Губы Меган дрожали. Взгляд ее скользнул по дому и остановился на кастрюле, подвешенной над очагом.
– И зачем бы ему тебя заставлять?
Она уставилась на меня с холодным презрением. Я ответила ей той же монетой, но с некоей толикой превосходства.
– Скажем так: возникли некоторые обстоятельства, которые и решили дело.
Меган обняла рукой свой живот и выглядела теперь совершенно растерявшейся. Она вдруг переменилась в лице. Красивые кошачьи глаза наполнились слезами.
– Почему ты не у Сары?
– Потому что теперь я живу здесь.
– Не понимаю… Ведь это же дом Лиама! Он никогда не уедет из долины…
Признаюсь, мне хотелось заставить Меган помучиться, но я знала, что нужно сказать ей правду, и все же никак не могла найти в себе силы это сделать. Ее пальцы, сжимающие ручку корзинки, побелели. Я протянула руку, чтобы взять у нее корзину. Блеск золота привлек ее внимание. Глаза Меган расширились от изумления, и она зажала рот рукой, чтобы сдержать крик.
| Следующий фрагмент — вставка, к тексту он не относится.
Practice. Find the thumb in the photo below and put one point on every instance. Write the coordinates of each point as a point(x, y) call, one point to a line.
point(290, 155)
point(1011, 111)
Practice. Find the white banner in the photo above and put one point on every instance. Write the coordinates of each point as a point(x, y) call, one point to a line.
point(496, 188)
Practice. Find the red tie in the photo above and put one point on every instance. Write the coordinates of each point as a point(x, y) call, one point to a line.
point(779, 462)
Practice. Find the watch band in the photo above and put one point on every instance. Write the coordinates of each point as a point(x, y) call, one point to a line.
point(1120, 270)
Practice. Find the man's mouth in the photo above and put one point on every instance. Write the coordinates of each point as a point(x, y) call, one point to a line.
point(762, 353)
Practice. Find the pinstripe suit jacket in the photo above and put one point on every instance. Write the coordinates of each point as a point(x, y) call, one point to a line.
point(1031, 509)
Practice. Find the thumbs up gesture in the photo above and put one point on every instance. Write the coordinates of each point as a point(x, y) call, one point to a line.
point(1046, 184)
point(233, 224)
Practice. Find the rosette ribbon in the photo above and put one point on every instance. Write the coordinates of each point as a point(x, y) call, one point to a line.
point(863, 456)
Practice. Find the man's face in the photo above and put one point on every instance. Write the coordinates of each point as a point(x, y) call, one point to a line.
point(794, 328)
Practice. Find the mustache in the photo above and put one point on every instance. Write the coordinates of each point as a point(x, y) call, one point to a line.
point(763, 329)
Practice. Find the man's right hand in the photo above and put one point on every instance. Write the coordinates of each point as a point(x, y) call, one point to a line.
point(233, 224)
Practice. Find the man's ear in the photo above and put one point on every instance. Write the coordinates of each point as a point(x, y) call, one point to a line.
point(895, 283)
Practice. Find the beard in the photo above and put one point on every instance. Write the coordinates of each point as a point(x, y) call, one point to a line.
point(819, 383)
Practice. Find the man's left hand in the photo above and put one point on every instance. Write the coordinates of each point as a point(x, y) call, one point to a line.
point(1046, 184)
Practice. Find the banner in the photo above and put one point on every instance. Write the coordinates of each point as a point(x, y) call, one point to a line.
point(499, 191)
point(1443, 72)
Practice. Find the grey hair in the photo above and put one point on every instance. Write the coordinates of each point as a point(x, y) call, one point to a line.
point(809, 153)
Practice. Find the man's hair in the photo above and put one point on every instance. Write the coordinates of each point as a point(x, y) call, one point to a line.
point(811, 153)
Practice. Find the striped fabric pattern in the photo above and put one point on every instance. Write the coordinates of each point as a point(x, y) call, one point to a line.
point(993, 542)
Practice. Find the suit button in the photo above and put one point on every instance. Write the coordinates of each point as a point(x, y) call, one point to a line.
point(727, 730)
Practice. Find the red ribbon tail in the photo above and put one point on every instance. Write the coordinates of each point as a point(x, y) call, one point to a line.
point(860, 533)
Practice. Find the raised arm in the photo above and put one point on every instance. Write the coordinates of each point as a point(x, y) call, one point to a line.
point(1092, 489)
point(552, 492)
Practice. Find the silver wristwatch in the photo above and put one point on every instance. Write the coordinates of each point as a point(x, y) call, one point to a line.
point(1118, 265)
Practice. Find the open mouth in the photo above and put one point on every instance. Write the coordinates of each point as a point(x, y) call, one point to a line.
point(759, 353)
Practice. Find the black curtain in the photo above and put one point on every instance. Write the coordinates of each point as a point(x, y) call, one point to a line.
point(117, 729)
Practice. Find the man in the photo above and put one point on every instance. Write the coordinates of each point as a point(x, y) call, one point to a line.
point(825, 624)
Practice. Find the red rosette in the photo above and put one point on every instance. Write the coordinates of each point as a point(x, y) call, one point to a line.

С огорчением и ужасом смотрела она на обручальное кольцо у меня на пальце.
– Боже милосердный! – выдохнула она наконец.
Корзина упала на пол, и ее содержимое рассыпалось по полу. Меган двумя руками схватилась за живот и застонала, словно бы от боли. Враждебность, злость – все ушло, и в глазах ее теперь плескалось глубочайшее отчаяние.
– С Лиамом? – спросила она коротко.
Я тоже посмотрела на кольцо – символ нашего союза перед Господом.
– Да.
Короткий приглушенный крик раздался в комнате. Меган тряхнула своей великолепной огненной копной и стала неуверенными шажками отступать назад, к двери. Рот ее то открывался, то закрывался снова. Гримаса ненависти снова исказила ее тонкие черты.
– Ведьма! Ты – ведьма! Ты за все мне заплатишь! Я заставлю тебя заплатить, клянусь жизнью моего не рожденного еще ребенка!
Лицо ее было мокрым от слез. Меган окинула меня полным отчаяния взглядом и убежала. Я присела на стул. Она и вправду беременна. Теперь я это знала наверняка. Странно, я как будто бы победила, но победа почему-то получилась горькой. И потом, что я выиграла такого, чего у меня еще не было? Сладость возмездия оказалась не столь пьянящей, как я ожидала.
* * *
Отныне мне нужно было опасаться Меган. В момент, когда она выплюнула мне в лицо свои угрозы, а длился он пару секунд, не больше, мне почудился в ее глазах огонек смертоносного безумия. И все же я решила никому об этом не рассказывать.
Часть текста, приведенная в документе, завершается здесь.